Greens rediscover hydrogen car
To the Editor
Climate Conversation
19th August 2012
I saw my first and only hydrogen car in Brisbane City Square in the 1960’s. No one saw it work, but now, fifty years later, the “hydrogen economy” has become green gospel.
Hydrogen combines readily with oxygen to produce energy via combustion engines, gas welders or fuel cells – there is nothing new about this process. And the sole exhaust product is pure water, another greenhouse gas.
Hydrogen is an abundant element. However, pure hydrogen gas is very rare on earth – it is almost always combined with other elements, commonly oxygen or carbon.

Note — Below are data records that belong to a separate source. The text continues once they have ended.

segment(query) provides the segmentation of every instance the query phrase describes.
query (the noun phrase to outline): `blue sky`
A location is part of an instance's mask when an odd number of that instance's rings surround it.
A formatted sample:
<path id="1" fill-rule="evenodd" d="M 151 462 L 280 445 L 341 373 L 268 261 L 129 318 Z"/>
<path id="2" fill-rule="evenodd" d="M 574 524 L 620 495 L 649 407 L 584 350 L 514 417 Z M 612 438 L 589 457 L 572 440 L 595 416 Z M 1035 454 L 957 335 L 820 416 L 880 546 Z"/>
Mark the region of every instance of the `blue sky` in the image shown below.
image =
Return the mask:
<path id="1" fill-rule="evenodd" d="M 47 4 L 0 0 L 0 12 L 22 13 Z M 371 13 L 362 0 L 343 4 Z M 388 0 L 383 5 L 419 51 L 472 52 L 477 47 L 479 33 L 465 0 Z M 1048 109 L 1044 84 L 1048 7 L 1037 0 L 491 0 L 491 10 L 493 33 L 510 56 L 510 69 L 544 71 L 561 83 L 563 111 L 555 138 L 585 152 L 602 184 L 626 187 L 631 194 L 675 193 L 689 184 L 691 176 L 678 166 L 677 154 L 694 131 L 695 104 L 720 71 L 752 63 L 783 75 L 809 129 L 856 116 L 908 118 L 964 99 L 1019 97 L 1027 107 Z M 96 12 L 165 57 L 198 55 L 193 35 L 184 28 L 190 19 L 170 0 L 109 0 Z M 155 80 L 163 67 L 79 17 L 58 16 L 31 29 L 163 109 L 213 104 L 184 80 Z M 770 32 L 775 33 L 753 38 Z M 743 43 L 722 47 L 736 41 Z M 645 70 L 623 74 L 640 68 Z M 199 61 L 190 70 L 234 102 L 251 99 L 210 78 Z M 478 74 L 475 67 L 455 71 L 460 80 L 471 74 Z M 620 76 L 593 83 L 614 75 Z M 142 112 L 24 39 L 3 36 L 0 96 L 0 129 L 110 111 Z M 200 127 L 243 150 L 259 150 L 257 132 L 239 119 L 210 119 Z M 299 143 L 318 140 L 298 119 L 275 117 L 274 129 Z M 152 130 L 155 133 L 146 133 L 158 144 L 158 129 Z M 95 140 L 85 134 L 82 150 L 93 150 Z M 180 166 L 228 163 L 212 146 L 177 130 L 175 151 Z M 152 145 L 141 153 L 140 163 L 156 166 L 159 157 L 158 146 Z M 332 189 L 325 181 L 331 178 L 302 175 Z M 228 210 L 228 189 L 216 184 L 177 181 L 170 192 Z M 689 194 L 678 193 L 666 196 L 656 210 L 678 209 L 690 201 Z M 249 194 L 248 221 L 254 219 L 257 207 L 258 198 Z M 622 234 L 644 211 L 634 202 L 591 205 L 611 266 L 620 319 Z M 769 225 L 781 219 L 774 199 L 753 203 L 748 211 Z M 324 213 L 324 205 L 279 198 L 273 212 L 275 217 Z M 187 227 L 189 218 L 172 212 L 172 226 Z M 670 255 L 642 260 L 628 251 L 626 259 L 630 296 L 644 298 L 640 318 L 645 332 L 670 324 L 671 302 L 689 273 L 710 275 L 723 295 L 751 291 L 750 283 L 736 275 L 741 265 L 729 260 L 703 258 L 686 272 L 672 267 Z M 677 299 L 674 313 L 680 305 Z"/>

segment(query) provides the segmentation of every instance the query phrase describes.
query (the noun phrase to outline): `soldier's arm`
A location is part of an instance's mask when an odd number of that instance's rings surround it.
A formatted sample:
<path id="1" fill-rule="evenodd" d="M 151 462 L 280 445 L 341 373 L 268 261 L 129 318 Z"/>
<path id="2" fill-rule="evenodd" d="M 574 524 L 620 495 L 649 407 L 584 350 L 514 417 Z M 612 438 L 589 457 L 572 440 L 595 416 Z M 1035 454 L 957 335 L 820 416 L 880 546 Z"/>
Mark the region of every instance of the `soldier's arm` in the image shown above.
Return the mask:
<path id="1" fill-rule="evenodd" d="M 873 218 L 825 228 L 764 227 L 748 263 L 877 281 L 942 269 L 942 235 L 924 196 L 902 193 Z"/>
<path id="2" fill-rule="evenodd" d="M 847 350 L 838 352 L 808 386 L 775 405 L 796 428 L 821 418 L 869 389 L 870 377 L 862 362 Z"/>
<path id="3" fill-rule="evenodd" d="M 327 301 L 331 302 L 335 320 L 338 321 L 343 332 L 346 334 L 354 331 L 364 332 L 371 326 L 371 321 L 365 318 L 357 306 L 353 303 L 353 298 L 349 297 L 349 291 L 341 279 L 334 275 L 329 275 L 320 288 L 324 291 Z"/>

Hydrogen is not a primary source of energy. To produce hydrogen fuel, the gas has to be extracted from water or hydrocarbons using electrical or chemical energy. And the energy needed to make hydrogen exceeds the usable energy that can be generated from it. To make hydrogen from water needs huge volumes of cheap electricity from sources such as nuclear, coal, gas or hydro power.
Rich yuppies will want to be the first in their suburb with a taxpayer-subsidised hydrogen-powered electric car. But in the Australian energy equation, hydrogen is just an expensive way of transferring hydro-carbon energy from a power station in the country-side to a car in the city.
And it destroys energy in the process.
Viv Forbes,
Rosewood Qld Australia
forbes [at] carbon-sense [dot] com
Views: 29
I read in the weekend papers, that there were 3 hydrogen cars used in London for the Olympic Games but they had to be shuttled back and forth 220km each day to Swindon to refuel because the hydrogen supply source at the Games was not operating. What a gas!